# so i\'m in israel. and the trains are hot



## wokofshame (Jun 6, 2007)

so i'm in israel. and it's amazing beyond my wildest dreams. i would really love to ride trains here but......
this entire country is guarded (everything important)
by really canny israelis w/ M-16's . and i' m sure any railyard is also.
there's a good possibility of being mistaken for a terrorist and shot in the leg if you ride a train. noone rides here and terrorism is in a big profile.
i'm contemplating a freight-only route in the north of the country and avoiding the trackage that's shared with passenger trains , but still....
its mad sketchy
anyone have any input or advice?


----------



## FrumpyWatkins (Jun 6, 2007)

That is the worst idea I have ever heard, I'm sorry. Do not even think about riding in Israel, you will get caught if not killed.
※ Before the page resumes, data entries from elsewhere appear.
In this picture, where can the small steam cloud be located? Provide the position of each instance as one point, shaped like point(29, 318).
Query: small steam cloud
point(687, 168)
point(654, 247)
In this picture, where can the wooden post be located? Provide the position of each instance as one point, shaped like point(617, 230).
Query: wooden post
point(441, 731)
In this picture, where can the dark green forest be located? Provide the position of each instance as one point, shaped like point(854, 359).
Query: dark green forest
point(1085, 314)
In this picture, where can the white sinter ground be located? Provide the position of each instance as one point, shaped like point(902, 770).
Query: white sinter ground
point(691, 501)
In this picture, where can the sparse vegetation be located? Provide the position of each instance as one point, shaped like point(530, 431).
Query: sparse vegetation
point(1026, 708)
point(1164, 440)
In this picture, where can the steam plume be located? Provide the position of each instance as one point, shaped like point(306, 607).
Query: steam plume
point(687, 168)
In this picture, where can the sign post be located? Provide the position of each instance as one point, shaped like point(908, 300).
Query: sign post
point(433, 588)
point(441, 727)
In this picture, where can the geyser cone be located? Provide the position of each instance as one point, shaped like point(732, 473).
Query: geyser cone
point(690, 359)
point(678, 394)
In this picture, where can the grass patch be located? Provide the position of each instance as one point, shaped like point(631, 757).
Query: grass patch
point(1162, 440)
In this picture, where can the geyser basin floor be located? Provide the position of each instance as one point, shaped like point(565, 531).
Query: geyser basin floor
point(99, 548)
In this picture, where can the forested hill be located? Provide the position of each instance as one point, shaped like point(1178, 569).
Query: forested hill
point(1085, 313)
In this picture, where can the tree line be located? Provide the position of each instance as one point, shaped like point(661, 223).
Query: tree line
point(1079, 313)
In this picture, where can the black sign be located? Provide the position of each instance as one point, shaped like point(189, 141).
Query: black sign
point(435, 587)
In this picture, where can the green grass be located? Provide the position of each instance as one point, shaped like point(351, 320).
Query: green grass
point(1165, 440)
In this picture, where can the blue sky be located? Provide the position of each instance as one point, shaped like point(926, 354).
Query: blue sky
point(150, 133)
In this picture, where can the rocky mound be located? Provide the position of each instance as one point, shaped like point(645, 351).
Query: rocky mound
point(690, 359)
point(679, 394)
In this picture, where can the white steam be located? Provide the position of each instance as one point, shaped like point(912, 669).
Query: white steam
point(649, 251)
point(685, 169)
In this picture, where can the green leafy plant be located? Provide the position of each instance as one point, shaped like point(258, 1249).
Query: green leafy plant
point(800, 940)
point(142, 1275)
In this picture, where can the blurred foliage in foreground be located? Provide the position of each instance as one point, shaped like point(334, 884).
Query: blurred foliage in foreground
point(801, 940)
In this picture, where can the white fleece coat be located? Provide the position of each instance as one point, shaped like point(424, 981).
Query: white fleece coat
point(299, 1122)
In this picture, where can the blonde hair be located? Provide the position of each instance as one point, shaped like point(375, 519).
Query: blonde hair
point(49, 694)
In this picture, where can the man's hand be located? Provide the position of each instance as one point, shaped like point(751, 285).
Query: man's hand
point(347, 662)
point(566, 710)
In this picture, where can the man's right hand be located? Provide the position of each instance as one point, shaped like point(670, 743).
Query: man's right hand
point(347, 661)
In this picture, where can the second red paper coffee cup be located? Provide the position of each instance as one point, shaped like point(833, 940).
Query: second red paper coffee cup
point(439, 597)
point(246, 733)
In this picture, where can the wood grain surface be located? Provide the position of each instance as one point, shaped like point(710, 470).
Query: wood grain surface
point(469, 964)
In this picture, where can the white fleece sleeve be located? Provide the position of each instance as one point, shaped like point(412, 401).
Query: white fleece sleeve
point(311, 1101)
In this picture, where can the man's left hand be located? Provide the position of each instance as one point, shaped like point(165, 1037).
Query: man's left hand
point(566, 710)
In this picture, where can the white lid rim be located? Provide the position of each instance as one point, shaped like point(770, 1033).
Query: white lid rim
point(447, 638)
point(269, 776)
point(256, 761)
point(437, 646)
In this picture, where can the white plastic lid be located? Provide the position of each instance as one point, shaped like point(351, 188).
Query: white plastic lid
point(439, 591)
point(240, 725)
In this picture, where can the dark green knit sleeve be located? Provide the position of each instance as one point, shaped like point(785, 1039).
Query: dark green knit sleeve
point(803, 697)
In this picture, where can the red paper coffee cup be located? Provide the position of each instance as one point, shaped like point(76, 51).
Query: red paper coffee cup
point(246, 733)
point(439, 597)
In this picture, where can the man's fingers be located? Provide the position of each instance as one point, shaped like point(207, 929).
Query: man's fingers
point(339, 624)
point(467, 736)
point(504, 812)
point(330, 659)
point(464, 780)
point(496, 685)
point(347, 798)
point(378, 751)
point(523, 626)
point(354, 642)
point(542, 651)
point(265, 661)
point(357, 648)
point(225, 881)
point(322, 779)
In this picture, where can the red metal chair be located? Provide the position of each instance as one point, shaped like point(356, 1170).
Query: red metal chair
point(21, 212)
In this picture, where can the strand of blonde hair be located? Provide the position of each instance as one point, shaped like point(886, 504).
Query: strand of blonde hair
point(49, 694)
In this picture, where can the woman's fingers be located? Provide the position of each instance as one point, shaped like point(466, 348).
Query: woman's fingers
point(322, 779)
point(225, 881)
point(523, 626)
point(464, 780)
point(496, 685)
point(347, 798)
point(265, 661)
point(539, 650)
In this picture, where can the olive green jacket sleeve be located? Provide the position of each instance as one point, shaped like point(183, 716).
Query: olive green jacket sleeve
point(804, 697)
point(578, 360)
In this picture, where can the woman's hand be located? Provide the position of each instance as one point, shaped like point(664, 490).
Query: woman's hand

They think everyone is the enemy, so watch the fuck out.


----------



## Clay (Jun 6, 2007)

If i ride trains in isreal, i'll probably get shot... should i do it?


----------



## spaz1972 (Nov 19, 2007)

no


----------



## rootsong (Nov 19, 2007)

i don't understand what's driving you... do you _want_ to get shot/killed? is the risk worth it, or is it the risk you're _after?_ maybe you won't get shot/thrown in prison, but i guess you have to ask yourself if the joy of ride/bus ticket money saved is worth the risk of dying or serious jail time. i personally would grab a bus, hitch-hike or something if i were you ... especially considering that you're obviously unfamiliar with the environment. if you want to undertake something like that, i'd recommend at least putting in alot of time (months at least) studying it and immersing yourself before you put yourself on the line ... anything dangerous should be treated with due respect if you value your life and freedom.


----------



## FrumpyWatkins (Dec 1, 2007)

rememberusername said:


> I like breakfast, but i dont have enough time in teh morning to eat, should i bring the toaster in teh shower with me?



No but I do know some good traffic you can play in.


----------